To appease his right flank, Netanyahu has recently announced approval of the construction of some 6,000 homes in Israeli settlements in the West Bank and in East Jerusalem, and even said he would build a new settlement to compensate dozens of families evicted from an unauthorized settlement outpost, Amona, earlier this month.

But despite those moves, Netanyahu prefers a policy of "not rocking the boat and basically preserving the status quo," Mr. Thrall says, "neither pursuing the policies urged by the right or a making a grand deal for a two-state solution."

Netanyahu has so far resisted calls from rightist ministers to annex Ma'aleh Adumim, a large West Bank settlement near Jerusalem, as a first step to annexation of other swaths of territory where large settlements are located.

Trump's campaign promise of moving the US Embassy to Jerusalem has also drawn a tepid response from Netanyahu. After avoiding public comment on the subject for months, Netanyahu said recently that the embassy ought to be in Jerusalem, but he did not urge Trump to promptly follow through on his pledge.

Israeli security officials have warned that violent Palestinian unrest could be triggered by an embassy move, and Arab leaders have also expressed concern, prompting Trump to delay action on the issue.

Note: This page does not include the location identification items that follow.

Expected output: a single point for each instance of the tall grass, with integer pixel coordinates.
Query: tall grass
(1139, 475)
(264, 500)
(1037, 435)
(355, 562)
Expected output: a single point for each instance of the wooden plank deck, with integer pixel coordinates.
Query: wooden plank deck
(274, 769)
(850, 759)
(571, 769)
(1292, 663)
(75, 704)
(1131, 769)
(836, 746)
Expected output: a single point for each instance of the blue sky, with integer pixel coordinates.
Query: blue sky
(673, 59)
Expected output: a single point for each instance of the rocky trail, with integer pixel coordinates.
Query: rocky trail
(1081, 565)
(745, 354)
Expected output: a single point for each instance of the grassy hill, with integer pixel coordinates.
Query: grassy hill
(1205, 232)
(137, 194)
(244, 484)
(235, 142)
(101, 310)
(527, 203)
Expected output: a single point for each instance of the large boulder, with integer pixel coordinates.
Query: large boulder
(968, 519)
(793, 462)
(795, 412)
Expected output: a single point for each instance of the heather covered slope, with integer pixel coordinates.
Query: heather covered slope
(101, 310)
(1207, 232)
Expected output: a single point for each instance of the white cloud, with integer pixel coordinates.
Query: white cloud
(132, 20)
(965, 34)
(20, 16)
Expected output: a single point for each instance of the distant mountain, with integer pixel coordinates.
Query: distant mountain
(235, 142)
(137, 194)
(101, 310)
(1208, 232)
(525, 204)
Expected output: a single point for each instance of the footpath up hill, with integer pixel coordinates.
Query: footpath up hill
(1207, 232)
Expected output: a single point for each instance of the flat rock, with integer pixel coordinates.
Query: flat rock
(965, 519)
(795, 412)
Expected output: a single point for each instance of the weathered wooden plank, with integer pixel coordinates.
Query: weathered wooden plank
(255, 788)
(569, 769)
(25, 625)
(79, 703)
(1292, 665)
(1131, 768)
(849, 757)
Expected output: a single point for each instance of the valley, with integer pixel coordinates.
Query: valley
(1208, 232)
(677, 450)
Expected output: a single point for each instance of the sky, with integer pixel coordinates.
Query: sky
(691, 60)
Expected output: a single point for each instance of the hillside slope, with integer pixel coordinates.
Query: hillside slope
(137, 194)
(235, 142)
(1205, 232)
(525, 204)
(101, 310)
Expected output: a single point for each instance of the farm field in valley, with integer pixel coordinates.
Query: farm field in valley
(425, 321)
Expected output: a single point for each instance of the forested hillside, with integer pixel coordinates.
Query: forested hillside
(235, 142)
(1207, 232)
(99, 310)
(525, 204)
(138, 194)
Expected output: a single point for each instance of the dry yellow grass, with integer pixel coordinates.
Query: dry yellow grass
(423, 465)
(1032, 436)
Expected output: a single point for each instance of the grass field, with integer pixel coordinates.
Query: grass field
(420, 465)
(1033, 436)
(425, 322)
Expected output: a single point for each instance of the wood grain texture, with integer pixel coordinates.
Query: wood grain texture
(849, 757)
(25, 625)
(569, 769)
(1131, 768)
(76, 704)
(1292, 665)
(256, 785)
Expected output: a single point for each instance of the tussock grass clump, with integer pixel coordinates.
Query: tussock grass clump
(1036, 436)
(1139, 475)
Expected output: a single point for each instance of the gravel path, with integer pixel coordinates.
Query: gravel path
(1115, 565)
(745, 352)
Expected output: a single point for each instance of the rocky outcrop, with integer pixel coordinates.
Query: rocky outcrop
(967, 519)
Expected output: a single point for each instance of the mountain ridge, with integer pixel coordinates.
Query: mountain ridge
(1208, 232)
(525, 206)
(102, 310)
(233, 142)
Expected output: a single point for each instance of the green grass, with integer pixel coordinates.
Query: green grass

Netanyahu's worry about increased violence on his watch is compounded by his vulnerability in public opinion following a deepening Israeli police probe into his suspected receipt of illicit gifts from wealthy benefactors.

Reviving a Bush commitment

Analysts said Netanyahu could try to reach a middle-of-the-road understanding with Trump that would sanction building inside large Israeli settlement blocs in the West Bank while halting construction outside them.

"If there will be an understanding in principle that building can go on in areas that are more or less accepted as a future part of Israel, but no wild settlement spree that could foreclose any possibility for a solution – for Netanyahu that would be a pretty good result," says Yehuda Ben Meir, a research fellow at the Institute for National Security Studies in Tel Aviv.

Dennis Ross, a former US peace mediator, says one formula could be the resurrection of a 2004 commitment given by former president George W. Bush to the late Israeli prime minister Ariel Sharon that any future border would take into account the large Israeli settlements in the West Bank.

An agreement on building only inside those blocs would "help the prime minister with the pressure that he is under from Jewish Home and from some of the right-wing ministers in his own party," Ross says.